Background: Congenital anomaly registers collect data on antenatally and postnatally detected anomalies for surveillance, research, and public health purposes. Each anomaly is coded using the International Statistical Classification of Diseases and Related Health Problems (ICD-9/ICD-10) based on body systems, allowing accurate comparisons between registers for individual anomalies. When commencing an environmental, epidemiological study, it became clear to us that there is no standard classification that takes aetiology into account. This paper describes a new classification for use in studies addressing aetiology.

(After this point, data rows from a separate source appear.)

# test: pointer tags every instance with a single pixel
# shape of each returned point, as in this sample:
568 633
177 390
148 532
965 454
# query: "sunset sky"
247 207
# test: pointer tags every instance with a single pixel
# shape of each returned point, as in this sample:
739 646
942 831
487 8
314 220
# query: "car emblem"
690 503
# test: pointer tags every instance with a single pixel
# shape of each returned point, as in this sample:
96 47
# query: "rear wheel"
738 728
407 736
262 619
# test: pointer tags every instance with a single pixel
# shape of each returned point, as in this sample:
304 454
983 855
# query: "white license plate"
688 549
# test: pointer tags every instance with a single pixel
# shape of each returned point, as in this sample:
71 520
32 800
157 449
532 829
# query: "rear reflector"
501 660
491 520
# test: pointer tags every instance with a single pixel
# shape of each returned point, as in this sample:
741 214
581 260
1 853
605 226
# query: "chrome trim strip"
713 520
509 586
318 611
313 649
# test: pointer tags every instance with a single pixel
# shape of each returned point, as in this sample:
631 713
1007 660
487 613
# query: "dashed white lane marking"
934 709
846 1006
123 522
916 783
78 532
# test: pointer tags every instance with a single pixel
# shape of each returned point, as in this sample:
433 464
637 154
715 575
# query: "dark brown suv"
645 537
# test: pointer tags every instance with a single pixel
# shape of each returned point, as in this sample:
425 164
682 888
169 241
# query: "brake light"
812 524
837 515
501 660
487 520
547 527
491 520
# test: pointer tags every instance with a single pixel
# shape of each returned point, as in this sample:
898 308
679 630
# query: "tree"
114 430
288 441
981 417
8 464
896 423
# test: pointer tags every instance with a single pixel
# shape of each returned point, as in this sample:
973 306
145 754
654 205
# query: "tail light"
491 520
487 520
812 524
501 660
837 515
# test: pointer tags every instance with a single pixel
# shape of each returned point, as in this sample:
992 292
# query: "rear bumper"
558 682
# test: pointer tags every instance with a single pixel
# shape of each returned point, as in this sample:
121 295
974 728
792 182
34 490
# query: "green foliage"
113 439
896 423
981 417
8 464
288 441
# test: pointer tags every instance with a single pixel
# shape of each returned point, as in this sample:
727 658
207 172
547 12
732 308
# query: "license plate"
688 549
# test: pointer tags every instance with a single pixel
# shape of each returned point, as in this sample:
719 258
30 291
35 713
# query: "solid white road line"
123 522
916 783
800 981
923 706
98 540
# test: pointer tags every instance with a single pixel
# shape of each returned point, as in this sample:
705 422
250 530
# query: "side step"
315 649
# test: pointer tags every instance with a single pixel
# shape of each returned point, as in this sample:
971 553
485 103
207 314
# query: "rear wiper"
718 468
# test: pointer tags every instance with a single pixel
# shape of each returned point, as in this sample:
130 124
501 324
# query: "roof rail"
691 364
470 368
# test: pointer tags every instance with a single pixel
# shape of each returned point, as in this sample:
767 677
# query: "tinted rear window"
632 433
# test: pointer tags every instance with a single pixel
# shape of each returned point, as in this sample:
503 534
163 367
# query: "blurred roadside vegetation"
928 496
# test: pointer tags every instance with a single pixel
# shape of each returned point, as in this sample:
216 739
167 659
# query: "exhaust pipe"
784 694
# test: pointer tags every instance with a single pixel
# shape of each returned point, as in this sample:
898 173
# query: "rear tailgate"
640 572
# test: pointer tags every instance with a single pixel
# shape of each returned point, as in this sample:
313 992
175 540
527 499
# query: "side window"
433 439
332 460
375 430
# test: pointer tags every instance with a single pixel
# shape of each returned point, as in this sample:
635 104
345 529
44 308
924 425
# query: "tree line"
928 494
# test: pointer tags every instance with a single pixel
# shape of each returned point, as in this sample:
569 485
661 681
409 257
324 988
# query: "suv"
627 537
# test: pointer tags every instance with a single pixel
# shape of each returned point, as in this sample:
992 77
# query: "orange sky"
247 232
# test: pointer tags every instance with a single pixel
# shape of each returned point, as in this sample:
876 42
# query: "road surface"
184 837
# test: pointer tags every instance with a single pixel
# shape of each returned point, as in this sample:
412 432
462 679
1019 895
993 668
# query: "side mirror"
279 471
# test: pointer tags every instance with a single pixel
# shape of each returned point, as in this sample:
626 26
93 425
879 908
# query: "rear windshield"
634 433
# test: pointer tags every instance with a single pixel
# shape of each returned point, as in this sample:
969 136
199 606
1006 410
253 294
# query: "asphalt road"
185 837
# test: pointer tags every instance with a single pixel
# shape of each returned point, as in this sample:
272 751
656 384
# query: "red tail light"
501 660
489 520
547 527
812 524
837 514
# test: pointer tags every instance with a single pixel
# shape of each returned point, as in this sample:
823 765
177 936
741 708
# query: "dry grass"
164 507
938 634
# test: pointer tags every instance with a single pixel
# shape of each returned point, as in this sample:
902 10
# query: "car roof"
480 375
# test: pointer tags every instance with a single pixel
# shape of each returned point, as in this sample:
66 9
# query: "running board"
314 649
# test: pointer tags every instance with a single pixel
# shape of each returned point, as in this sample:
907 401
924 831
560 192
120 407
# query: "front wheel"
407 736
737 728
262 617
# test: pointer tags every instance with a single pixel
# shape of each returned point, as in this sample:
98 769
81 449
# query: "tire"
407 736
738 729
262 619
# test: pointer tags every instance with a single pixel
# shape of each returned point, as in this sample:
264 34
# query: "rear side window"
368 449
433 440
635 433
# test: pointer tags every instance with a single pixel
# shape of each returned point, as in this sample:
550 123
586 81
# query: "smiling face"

Method: A classification system was evolved and piloted using cases in a study of geographical variation in congenital anomaly prevalence.1 Cases that were difficult to categorise were noted, and after discussion with a team of experts, the classification was adjusted accordingly.

Results and conclusion: A robust, hierarchical method of classifying birth defects into eight categories has been produced, for use at source of data registration in conjunction with, but independent of, ICD coding.